According to the statement, the US believes that “Sudan’s Constitutional Declaration provides the best roadmap to begin the transition to a just, equitable, and democratic society. Unfortunately, former Bashir-era officials and others continue to undermine Sudan’s nascent democracy”.
Restrictions will be implemented under the Immigration and Nationality Act Section 212(a)(3)(C) and can include immediate family members of the individuals.
On August 6, Hamdok received a phone call from Pompeo reiterating importance of Sudan-US bilateral relations and the country’s removal from the list of State Sponsors of Terrorism.
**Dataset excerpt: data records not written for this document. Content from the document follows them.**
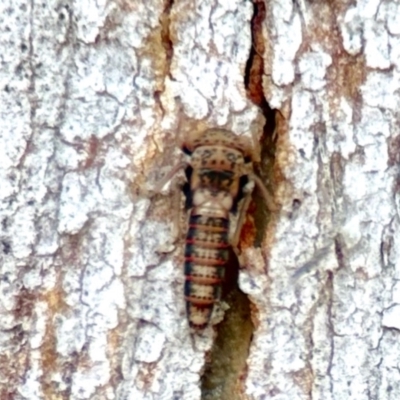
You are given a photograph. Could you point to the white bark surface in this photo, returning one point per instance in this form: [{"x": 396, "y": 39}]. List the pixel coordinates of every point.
[{"x": 95, "y": 99}]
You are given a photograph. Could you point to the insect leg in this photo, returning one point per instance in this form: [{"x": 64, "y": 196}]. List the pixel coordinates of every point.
[{"x": 248, "y": 189}]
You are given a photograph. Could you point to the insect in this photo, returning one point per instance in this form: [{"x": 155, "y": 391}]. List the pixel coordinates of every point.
[{"x": 219, "y": 175}]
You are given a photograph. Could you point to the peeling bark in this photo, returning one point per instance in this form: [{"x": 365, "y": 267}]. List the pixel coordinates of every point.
[{"x": 95, "y": 101}]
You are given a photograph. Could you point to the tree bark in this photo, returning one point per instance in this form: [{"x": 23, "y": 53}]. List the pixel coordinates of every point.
[{"x": 96, "y": 99}]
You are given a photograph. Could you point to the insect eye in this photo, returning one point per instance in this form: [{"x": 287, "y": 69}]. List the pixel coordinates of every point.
[{"x": 186, "y": 150}]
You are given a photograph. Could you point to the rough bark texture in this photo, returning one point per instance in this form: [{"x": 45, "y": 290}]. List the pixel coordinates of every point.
[{"x": 95, "y": 99}]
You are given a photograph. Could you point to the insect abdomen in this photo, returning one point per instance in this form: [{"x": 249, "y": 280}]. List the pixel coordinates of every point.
[{"x": 206, "y": 256}]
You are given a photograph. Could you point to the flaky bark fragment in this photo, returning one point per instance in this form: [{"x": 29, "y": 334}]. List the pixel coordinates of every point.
[{"x": 95, "y": 100}]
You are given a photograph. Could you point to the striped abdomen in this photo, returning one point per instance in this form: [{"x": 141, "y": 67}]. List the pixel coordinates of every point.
[{"x": 206, "y": 255}]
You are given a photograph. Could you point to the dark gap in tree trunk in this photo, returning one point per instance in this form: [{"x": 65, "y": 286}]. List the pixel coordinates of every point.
[
  {"x": 230, "y": 350},
  {"x": 224, "y": 373}
]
Hamdok also received a call from Saudi Foreign Minister concerning economic recovery and stability in Sudan.
Hamdok tweeted “Delighted to receive a phone call from Mike Pompeo today to discuss further progress in delisting Sudan from the sponsors of terrorism list.”
He also said he is “looking forward to the continued support of the US administration to Sudan’s transitional government.”
Pompeo has repeatedly indicated that the State Department hopes to remove the designation, which severely impedes investment to Sudan, but disputes have arisen on a compensation package over the 1998 bombings* of two US embassies.
* As reported by Radio Dabanga in June, according to US Secretary of State Mike Pompeo, an agreement with the Sudanese government on the victims of the 1998 bombings of the American embassies in Kenya and Tanzania, would be reached in the coming weeks.
“We are working on a positive solution for Sudan’s new leadership and the Sudanese people,” Pompeo told the US-backed Al Hurra news station in an interview on Wednesday.